Re: [PATCH RFC 0/8] kasan: hardware tag-based mode for production use on arm64

[Andrey Konovalov <andreyknvl@google.com>]

On Tue, Oct 20, 2020 at 7:34 AM Dmitry Vyukov <dvyukov@google.com> wrote:
>
> On Tue, Oct 20, 2020 at 12:51 AM Kostya Serebryany <kcc@google.com> wrote:
> >
> > Hi,
> > I would like to hear opinions from others in CC on these choices:
> > * Production use of In-kernel MTE should be based on stripped-down
> > KASAN, or implemented independently?
>
> Andrey, what are the fundamental consequences of basing MTE on KASAN?
> I would assume that there are none as we can change KASAN code and
> special case some code paths as necessary.
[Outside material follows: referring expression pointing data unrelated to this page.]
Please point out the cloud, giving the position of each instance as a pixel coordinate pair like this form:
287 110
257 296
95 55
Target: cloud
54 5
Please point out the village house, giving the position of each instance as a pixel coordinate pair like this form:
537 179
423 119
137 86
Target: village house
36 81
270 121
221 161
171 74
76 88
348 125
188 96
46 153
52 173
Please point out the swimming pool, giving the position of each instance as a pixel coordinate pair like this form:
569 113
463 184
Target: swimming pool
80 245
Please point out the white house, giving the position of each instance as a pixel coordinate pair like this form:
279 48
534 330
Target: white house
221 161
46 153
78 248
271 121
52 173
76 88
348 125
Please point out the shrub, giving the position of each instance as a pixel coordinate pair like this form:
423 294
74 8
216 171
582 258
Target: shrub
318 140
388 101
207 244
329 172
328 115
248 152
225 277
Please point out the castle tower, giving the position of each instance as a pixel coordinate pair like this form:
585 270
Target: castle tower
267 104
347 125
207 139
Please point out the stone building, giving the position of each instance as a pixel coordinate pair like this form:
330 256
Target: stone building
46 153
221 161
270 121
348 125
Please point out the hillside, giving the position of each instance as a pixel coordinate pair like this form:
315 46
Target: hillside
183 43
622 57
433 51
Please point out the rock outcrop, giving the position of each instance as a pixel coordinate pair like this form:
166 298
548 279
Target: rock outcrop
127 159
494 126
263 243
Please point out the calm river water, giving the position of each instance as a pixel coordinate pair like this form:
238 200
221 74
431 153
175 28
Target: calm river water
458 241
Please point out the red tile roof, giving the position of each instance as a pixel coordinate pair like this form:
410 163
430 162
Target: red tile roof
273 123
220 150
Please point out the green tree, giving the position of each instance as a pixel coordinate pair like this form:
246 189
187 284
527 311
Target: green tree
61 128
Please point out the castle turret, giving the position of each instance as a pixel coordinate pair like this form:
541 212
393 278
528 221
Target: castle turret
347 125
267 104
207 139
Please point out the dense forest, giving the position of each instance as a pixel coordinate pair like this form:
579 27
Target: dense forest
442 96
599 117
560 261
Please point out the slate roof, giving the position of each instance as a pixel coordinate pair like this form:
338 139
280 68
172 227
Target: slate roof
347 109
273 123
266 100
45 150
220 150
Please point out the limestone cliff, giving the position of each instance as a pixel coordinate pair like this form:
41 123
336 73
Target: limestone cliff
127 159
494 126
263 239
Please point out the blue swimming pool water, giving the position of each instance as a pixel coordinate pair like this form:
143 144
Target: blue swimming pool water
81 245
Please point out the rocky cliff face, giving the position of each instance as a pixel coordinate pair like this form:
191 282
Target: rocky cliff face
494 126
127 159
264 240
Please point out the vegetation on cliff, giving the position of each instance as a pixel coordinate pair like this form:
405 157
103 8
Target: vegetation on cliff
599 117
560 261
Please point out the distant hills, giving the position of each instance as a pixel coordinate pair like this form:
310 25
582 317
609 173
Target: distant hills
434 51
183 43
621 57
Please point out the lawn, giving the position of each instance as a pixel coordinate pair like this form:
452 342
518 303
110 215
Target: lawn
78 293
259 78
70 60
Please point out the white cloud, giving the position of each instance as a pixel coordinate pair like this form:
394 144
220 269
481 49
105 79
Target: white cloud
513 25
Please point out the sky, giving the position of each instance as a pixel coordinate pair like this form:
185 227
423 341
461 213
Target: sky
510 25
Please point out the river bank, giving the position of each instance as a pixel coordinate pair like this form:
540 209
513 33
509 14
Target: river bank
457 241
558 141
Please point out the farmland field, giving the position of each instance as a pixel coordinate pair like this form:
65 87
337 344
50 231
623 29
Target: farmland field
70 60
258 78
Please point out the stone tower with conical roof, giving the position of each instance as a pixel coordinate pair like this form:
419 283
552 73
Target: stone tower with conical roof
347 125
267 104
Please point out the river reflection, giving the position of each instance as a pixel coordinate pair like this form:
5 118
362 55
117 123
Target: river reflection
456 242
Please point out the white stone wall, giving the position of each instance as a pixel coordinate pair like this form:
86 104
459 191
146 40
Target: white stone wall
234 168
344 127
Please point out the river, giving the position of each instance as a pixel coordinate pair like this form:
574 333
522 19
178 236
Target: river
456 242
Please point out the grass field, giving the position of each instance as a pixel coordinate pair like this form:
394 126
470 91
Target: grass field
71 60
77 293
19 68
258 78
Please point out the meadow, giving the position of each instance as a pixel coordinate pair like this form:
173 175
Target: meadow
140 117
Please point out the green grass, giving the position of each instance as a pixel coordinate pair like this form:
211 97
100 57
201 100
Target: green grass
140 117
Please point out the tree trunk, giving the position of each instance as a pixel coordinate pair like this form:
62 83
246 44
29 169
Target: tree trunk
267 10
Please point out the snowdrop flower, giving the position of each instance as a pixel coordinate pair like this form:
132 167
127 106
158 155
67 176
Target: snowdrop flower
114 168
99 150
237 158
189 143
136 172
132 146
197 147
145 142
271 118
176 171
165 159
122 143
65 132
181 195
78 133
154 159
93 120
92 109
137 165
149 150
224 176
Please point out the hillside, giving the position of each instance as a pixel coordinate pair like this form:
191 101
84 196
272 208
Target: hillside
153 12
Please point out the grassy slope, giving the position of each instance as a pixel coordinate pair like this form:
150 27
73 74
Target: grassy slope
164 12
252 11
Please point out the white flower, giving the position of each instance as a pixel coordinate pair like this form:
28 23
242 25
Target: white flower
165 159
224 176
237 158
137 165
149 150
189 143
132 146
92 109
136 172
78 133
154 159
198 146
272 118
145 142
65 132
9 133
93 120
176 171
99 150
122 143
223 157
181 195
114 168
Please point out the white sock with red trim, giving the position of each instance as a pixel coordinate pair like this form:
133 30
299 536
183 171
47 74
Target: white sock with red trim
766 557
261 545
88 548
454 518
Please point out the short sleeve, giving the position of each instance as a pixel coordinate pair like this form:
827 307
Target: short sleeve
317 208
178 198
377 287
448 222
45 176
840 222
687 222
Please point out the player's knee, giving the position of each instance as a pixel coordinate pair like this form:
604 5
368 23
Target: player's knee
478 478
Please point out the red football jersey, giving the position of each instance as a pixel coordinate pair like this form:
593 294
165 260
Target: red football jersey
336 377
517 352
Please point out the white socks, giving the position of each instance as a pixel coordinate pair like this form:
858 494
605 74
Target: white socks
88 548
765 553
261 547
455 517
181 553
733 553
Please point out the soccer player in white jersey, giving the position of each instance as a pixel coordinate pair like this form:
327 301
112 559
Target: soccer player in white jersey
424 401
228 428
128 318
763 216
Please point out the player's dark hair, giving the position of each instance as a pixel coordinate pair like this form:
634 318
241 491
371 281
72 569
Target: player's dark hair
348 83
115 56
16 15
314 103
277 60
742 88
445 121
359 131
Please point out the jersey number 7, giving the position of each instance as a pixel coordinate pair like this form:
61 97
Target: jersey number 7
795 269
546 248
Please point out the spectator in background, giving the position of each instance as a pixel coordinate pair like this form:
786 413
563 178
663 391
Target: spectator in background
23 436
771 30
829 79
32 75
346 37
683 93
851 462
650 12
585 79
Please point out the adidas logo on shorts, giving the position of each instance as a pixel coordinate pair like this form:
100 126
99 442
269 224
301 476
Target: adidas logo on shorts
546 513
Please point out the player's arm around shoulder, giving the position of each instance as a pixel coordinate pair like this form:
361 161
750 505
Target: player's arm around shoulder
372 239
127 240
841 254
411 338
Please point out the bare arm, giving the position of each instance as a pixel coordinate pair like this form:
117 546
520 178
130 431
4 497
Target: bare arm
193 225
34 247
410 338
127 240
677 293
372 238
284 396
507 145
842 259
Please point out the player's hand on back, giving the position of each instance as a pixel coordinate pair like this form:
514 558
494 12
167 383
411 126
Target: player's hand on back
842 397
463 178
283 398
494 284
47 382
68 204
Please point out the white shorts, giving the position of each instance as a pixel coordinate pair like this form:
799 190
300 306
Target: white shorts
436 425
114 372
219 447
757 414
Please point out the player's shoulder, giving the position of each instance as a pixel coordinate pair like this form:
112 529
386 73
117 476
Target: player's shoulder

The main consequence is psychological and manifests in inheriting the name :)

But generally you're right. As we can change KASAN code, we can do
whatever we want, like adding fast paths for MTE, etc. If we Ctrl+C
Ctrl+V KASAN common code, we could potentially do some micro
optimizations (like avoiding a couple of checks), but I doubt that
will make any difference.

> > * Should we aim at a single boot-time flag (with several values) or
> > for several independent flags (OFF/SYNC/ASYNC, Stack traces on/off)
>
> We won't be able to answer this question for several years until we
> have actual hardware/users...
> It's definitely safer to aim at multiple options. I would reuse the fs
> opt parsing code as we seem to have lots of potential things to
> configure so that we can do:
> kasan_options=quarantine=off,fault=panic,trap=async
>
> I am also always confused by the term "debug" when configuring the
> kernel. In some cases it's for debugging of the subsystem (for
> developers of KASAN), in some cases it adds additional checks to catch
> misuses of the subsystem. in some - it just adds more debugging output
> on console. And in this case it's actually neither of these. But I am
> not sure what's a better name ("full"?). Even if we split options into
> multiple, we still can have some kind of presents that just flip all
> other options into reasonable values.

OK, let me try to incorporate the feedback I've heard so far into the
next version.

>
> > Andrey, please give us some idea of the CPU and RAM overheads other
> > than those coming from MTE
> > * stack trace collection and storage
> > * adding redzones to every allocation - not strictly needed for MTE,
> > but convenient to store the stack trace IDs.
> >
> > Andrey: with production MTE we should not be using quarantine, which
> > means storing the stack trace IDs
> > in the deallocated memory doesn't provide good report quality.
> > We may need to consider another approach, e.g. the one used in HWASAN
> > (separate ring buffer, per thread or per core)

My current priority is cleaning up the mode where stack traces are
disabled and estimating the slowdown from KASAN callbacks. Once done
with that, I'll switch to these ones.